Читать книгу Лавка древностей - Чарльз Диккенс, Geoffrey Palmer, Miriam Margolyes - Страница 15

Глава XIV

Оглавление

Киту не стоило большого труда убедить себя, что лавка древностей ему по пути (поскольку выбор этого пути только от него и зависел) и что взглянуть на нее еще раз – его прямая, хоть и неприятная обязанность, от которой никуда не денешься. Впрочем, люди и более образованные и более обеспеченные, чем Кристофер Набблс, частенько потворствуют своим желаниям (иной раз весьма сомнительным) и, придавая им видимость тяжкого долга, гордятся собственной готовностью идти на жертвы.

На этот раз осторожность была излишней, и Кит мог не бояться, что его заставят дать реванш мальчишке Дэниела Квилпа. В доме не было ни души, и он казался таким грязным, запущенным, точно стоял нежилым долгие месяцы. На входной двери висел ржавый замок, в полуоткрытых верхних окнах уныло колыхались на ветру выцветшие занавески и шторы, а неровные прорези в ставнях нижнего этажа зияли черной пустотой. В том самом окне, на которое Кит так часто смотрел раньше, в утренней суматохе и спешке выбили стекло, и эта комната казалась особенно мрачной и голой. Крыльцом завладели уличные мальчишки: кто ударял молотком в дверь, замирая от сладкого ужаса, прислушивался к гулким раскатам, раздававшимся в пустом доме; кто заглядывал в замочную скважину, не то в шутку, не то всерьез подкарауливая «привидение», легенду о котором уже успели родить вечерние сумерки и тайна, окружавшая прежних обитателей лавки древностей. Стоя посреди шумной улицы, она являла картину полного мрака и запустения, и Кит, помнивший, какой веселый огонь горел в ее очаге зимними вечерами и какой веселый смех звенел под ее крышей, грустно побрел прочь.

Здесь уместно заметить, ибо этого требует от нас справедливость, что Кит отнюдь не страдал излишней сентиментальностью; да он, бедняга, может, никогда и не слышал такого слова. Это был славный, добрый мальчик, не отличавшийся ни благовоспитанностью, ни изысканностью манер. И следовательно, вместо того чтобы нести свое горе домой, набрасываться на мать и колотить ребятишек (ибо утонченные натуры частенько отравляют жизнь окружающим, когда бывают не в духе), он поставил перед собой цель более низменную, а именно – решил потрудиться на пользу семье.

Боже мой! Сколько джентльменов разъезжало верхом по улицам, и как мало было среди них таких, кому требовалось посторожить лошадь! Глядя на этих гарцующих всадников, опытный биржевик или член парламентской комиссии высчитал бы с точностью до одного пенни, какие суммы зарабатываются в Лондоне в течение года охраной лошадей. Мы не сомневаемся, что сумма эта оказалась бы огромной, если бы только одной двадцатой части всех джентльменов, не сопровождаемых грумами, случалось во время прогулок слезать с седла. Но в том-то и дело, что случается это редко, а такие непредвиденные обстоятельства часто сводят на нет самые безупречные расчеты.

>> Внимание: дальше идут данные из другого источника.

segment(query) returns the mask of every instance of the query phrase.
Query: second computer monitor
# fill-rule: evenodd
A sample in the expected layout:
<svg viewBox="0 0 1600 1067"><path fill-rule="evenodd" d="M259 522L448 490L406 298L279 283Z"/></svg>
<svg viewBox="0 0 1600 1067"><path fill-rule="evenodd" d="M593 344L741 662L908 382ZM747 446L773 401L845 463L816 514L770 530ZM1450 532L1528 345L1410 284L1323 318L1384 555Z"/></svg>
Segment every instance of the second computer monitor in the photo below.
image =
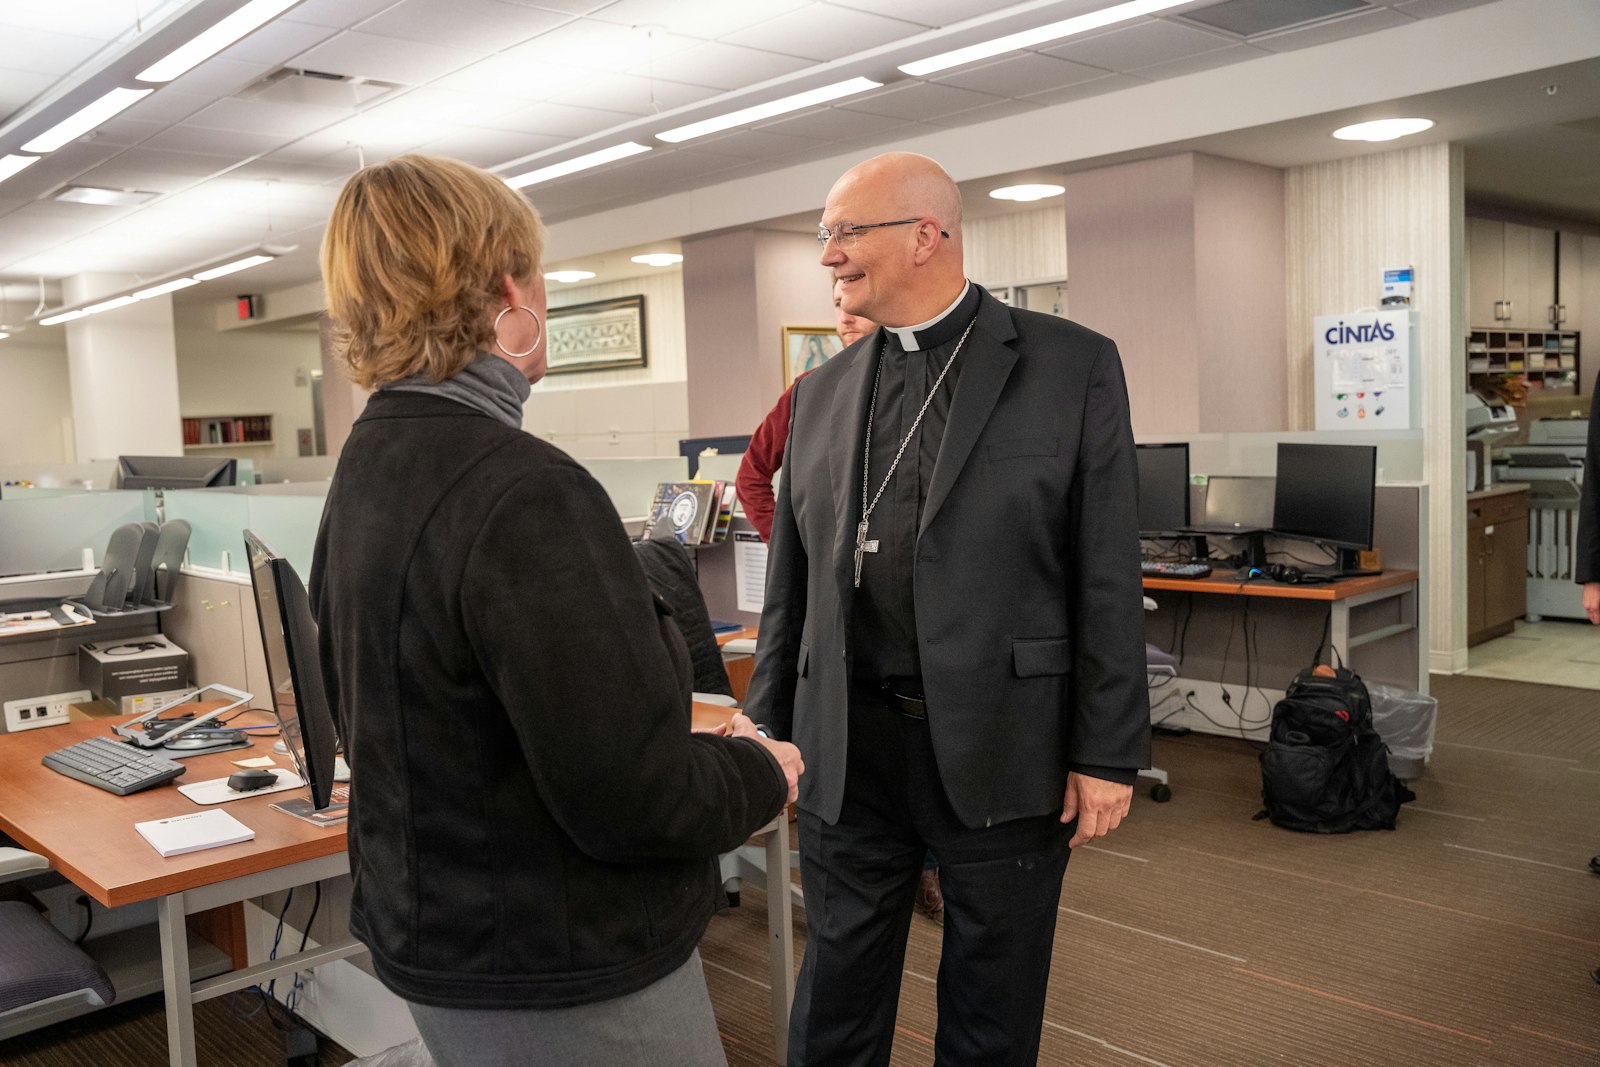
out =
<svg viewBox="0 0 1600 1067"><path fill-rule="evenodd" d="M1377 469L1372 445L1279 443L1273 532L1337 548L1371 548Z"/></svg>
<svg viewBox="0 0 1600 1067"><path fill-rule="evenodd" d="M1206 479L1206 527L1270 530L1274 493L1271 478L1214 474Z"/></svg>
<svg viewBox="0 0 1600 1067"><path fill-rule="evenodd" d="M1174 533L1189 525L1189 445L1140 445L1139 532Z"/></svg>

Кит бродил по улицам, то ускоряя, то замедляя шаг, то останавливаясь, когда какой-нибудь всадник натягивал поводья и оглядывался по сторонам, то пускался бежать во все лопатки, завидев в конце переулка еще одного наездника, ленивой рысцой трусившего по теневой стороне с явным намерением задержаться если не у этой двери, так у следующей. Но все они, один за другим, проезжали мимо, и у Кита ничего не наклевывалось. «А интересно, – думал мальчик, – если б кто-нибудь из этих джентльменов узнал, что у нас в буфете ни крошки, неужели они не остановились бы нарочно, будто по делу, только чтобы дать мне заработать?»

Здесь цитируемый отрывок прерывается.